Jane Austen, Pride and Prejudice (1813) in context
Pride and Prejudice is most often described as Austen’s best-loved novel and adaptations of various kinds have emphasised the romance and its feisty, ‘feminist’ heroine Elizabeth Bennet. This course aims to understand the novel in terms of its historical and cultural contexts and explore Austen’s social and political conservatism.

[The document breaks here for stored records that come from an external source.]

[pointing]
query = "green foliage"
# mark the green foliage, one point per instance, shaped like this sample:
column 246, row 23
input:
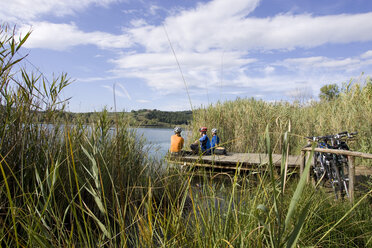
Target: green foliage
column 242, row 122
column 329, row 92
column 68, row 184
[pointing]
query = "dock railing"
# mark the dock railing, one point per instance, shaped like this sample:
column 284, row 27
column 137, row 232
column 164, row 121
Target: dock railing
column 305, row 154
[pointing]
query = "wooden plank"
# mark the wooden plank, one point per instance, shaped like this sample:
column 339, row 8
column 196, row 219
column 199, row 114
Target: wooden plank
column 341, row 152
column 241, row 158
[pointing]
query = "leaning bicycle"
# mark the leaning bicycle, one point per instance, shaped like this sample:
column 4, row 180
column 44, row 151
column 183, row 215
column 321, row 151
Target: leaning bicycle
column 329, row 167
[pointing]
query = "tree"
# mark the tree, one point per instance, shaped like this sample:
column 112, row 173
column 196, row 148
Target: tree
column 329, row 92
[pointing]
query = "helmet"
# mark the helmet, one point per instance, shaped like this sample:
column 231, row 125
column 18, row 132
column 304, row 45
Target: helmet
column 203, row 129
column 177, row 130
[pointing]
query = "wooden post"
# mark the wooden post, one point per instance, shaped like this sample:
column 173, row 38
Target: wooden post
column 302, row 162
column 351, row 177
column 308, row 174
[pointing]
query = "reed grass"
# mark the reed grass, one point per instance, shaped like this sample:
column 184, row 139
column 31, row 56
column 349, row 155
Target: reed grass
column 70, row 185
column 242, row 122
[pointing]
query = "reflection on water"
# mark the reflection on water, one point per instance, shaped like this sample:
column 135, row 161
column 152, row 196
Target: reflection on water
column 158, row 139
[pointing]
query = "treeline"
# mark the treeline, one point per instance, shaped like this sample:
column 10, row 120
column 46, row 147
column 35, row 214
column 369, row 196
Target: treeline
column 168, row 117
column 242, row 122
column 142, row 117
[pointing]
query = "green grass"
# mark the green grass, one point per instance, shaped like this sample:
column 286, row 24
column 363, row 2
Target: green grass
column 70, row 185
column 241, row 123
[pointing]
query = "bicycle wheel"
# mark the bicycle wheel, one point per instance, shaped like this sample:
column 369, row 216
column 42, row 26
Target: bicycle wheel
column 345, row 180
column 337, row 180
column 318, row 168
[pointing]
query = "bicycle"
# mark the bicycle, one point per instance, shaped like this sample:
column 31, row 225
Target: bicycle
column 329, row 166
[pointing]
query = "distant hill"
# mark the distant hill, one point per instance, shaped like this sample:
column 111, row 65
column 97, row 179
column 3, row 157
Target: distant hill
column 142, row 117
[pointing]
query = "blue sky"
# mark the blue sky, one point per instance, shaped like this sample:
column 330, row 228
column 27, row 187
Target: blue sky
column 270, row 49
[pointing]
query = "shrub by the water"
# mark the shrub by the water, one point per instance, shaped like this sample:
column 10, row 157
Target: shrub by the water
column 66, row 184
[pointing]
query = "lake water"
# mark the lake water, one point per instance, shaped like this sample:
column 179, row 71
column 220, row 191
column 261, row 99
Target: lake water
column 158, row 139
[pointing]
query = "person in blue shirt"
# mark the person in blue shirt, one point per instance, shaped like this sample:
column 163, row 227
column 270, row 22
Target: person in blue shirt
column 215, row 139
column 205, row 145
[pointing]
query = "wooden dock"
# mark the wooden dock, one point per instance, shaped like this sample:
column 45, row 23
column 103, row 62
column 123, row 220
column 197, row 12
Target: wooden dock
column 247, row 161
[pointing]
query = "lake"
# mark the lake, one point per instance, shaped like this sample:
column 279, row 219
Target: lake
column 159, row 139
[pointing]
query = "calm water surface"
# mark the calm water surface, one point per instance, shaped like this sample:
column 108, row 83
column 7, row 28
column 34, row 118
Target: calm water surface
column 158, row 139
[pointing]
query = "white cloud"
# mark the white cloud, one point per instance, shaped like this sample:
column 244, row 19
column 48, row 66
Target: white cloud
column 26, row 10
column 63, row 36
column 118, row 92
column 367, row 54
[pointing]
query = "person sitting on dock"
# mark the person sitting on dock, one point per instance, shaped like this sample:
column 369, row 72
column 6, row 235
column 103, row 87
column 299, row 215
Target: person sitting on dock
column 215, row 139
column 176, row 142
column 205, row 145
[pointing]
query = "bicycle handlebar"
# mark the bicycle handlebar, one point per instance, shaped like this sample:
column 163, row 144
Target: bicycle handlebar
column 335, row 136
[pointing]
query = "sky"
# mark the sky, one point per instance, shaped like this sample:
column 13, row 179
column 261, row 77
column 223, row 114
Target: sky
column 181, row 54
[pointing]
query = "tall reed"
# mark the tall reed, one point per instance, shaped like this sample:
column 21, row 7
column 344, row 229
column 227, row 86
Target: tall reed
column 242, row 122
column 66, row 184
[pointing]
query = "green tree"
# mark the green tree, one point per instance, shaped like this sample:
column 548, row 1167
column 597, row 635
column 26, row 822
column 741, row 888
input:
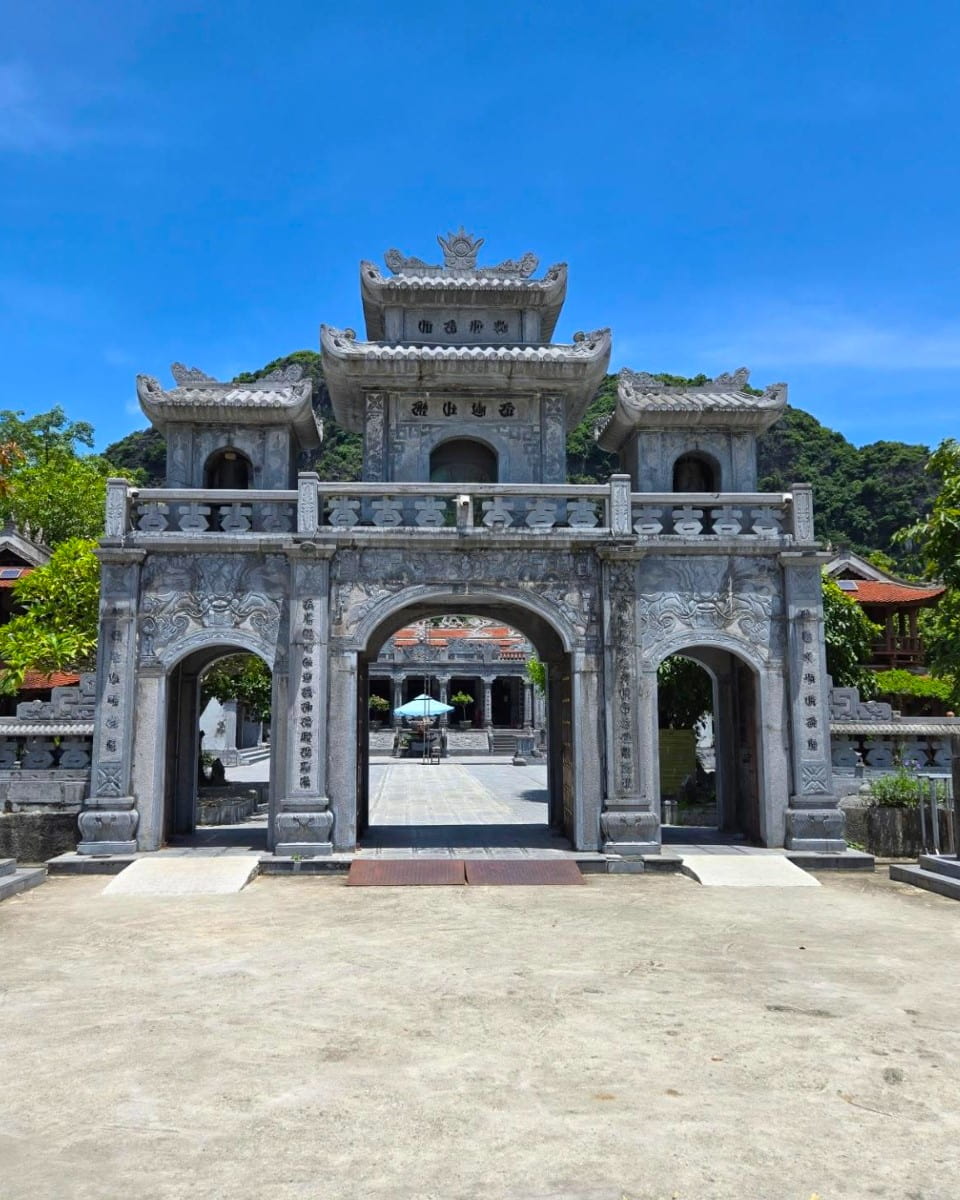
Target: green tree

A mixture of lectures, discussions and workshops including screening of short clips from various film adaptations. Students will receive a short list of reading when they book – all easily accessible online. The course focuses on a single Austen novel, Pride and Prejudice though there will be a place for comparisons, but this is not a general course about Austen, nor is there any particular focus on Austen’s life.
Tutor: Rachel Malik
Dates: Tuesday Sept 5 and Wednesday Sept 6
Fee: HLSI members £80
Venue: Gosling Room
Outline for two day course
Morning. Lecture and discussion. Contexts 1. The unstable world of Pride and Prejudice: the new rich and the Napoleonic Wars.
Afternoon. Discussion and workshop: Families and properties: Bennets, Bingleys and Darcys; Longbourn, Netherfield and Pemberley – these are the main characters in the novel and always count more than any individual heroine or hero.
Morning. Lecture and discussion. Contexts 2: Pride and Prejudice as part of late 18th and early 19th century novelistic culture – brief comparisons with contemporaneous writers Ann Radcliffe, Fanny Burney and Maria Edgeworth.
Afternoon. What kinds of argument is Pride and Prejudice making about the politics of its time? What is its vision of the good society? How are irony and free indirect style central to Austen’s arguments?